TVS Motor Company has been one of the best-performing two-wheeler stocks in the current financial year (FY24), enriching investors with gains of 24 per cent.
Among listed two-wheeler stocks, only Hero MotoCorp has done better in this period.
New launches, market share gains, steady margins and expectations that its performance will continue in FY24 are expected to support TVS Motor’s stock.
New launches in the internal combustion engine and electric vehicle (EV) segments could be a near-term trigger.
The company recently launched the TVS X, a premium electric scooter.
Given the price point of Rs 2.5 lakh, the product may not garner large volumes and could be targeted at a niche market.
Prabhudas Lilladher Research believes the company could focus on exports by using its strong presence in the global market and leverage its recent acquisition in Europe to showcase the scooter.

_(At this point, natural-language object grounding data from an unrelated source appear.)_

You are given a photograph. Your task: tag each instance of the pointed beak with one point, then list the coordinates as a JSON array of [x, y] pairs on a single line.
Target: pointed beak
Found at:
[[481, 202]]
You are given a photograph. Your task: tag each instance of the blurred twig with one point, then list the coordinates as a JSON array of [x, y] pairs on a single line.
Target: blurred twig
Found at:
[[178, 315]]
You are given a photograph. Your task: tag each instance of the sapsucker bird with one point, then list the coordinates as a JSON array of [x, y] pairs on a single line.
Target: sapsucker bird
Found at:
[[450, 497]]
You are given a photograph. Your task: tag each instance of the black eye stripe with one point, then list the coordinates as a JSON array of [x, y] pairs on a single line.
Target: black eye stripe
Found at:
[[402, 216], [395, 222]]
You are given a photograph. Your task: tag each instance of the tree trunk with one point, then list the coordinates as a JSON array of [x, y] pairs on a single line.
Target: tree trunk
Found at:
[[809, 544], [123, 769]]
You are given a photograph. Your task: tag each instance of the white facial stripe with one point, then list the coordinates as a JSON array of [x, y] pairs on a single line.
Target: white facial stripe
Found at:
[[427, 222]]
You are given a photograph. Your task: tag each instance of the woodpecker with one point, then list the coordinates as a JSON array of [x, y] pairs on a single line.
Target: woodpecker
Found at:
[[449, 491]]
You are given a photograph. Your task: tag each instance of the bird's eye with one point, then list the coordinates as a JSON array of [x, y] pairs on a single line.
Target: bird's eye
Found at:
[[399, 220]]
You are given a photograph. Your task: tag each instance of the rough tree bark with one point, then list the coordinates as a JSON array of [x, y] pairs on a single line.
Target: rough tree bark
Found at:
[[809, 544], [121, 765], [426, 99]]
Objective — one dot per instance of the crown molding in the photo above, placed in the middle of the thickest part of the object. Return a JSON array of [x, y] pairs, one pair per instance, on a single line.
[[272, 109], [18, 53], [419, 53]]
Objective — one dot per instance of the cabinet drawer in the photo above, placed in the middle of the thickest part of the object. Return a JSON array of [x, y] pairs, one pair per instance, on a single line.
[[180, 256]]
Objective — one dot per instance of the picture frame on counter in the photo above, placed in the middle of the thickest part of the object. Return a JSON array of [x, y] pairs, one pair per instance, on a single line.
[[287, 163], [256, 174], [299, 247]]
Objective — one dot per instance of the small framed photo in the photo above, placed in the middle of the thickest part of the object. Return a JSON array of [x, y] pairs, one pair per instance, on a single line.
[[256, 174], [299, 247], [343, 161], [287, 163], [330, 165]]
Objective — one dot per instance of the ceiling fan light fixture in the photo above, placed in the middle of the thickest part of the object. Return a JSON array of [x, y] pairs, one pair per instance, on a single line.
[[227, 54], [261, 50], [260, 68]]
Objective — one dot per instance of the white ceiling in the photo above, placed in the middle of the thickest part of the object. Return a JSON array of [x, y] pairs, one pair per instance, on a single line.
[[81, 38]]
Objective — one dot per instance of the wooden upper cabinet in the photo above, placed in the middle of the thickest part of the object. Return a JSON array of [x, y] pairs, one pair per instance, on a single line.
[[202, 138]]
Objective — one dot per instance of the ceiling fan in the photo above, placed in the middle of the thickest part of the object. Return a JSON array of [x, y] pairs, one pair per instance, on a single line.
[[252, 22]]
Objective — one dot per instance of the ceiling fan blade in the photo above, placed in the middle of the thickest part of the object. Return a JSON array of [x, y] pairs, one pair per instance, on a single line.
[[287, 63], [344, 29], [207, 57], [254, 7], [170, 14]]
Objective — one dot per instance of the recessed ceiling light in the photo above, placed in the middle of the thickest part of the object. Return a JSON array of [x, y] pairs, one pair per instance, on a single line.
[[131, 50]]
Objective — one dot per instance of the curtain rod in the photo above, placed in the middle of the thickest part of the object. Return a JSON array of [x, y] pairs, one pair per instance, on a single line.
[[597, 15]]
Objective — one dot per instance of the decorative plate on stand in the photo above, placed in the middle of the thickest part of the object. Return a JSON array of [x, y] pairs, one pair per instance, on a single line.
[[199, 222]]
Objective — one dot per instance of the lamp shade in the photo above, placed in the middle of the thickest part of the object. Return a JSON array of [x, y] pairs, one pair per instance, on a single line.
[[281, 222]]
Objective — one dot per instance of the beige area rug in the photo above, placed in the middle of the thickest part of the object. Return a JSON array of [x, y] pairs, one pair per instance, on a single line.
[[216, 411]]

For the Indian market, the brokerage expects TVS to launch EV products at lower price points to compete against similar launches by peers.
The company outperformed peers in the June quarter and gained 450 basis points (bps) market share in motorcycles to achieve a record level of 10.8 per cent.
It maintained its scooter share of 25 per cent.
HDFC Securities believes with supply challenges now largely over, the company’s performance would continue on the back of healthy demand for its best-selling motorbikes like Raider, Apache and Ronin.
To be a leader in the electric two-wheeler segment, TVS is putting up building blocks with new launches, strengthening the dealer network and sign-ups with industry experts, joint venture partners and e-commerce players.
The street will keep an eye on the company’s margin performance.
Led by a favourable mix, price hikes and cost reduction measures, the company reported a 60 bps expansion in margins to 10.6 per cent.
This is the seventh consecutive quarter of double-digit margins for the company with profitability now consistently above the 10 per cent mark.
Uday Phani, an analyst with JM Financial Research, expects the company’s performance to continue on the volume front, while softening raw material prices, premiumisation, operating leverage and astute cost management would help margin.
Brokerage IIFL Research, however, believes that premium valuations for the stock (26-27 times in FY25 earnings) do not factor in the negatives.
IIFL analysts led by Joseph George argue that TVS Motor has been free cash flow positive only once (FY21) in the last five years and improvement in profitability has been offset by high capex and investments in recent years.
The company invested Rs 615 crore in subsidiaries in Q1FY24: An amount that is 1.3 times standalone profits.
There is no clarity on sustainability of EV growth and the path to profitability now that the government’s FAME subsidy has been cut, said IIFL.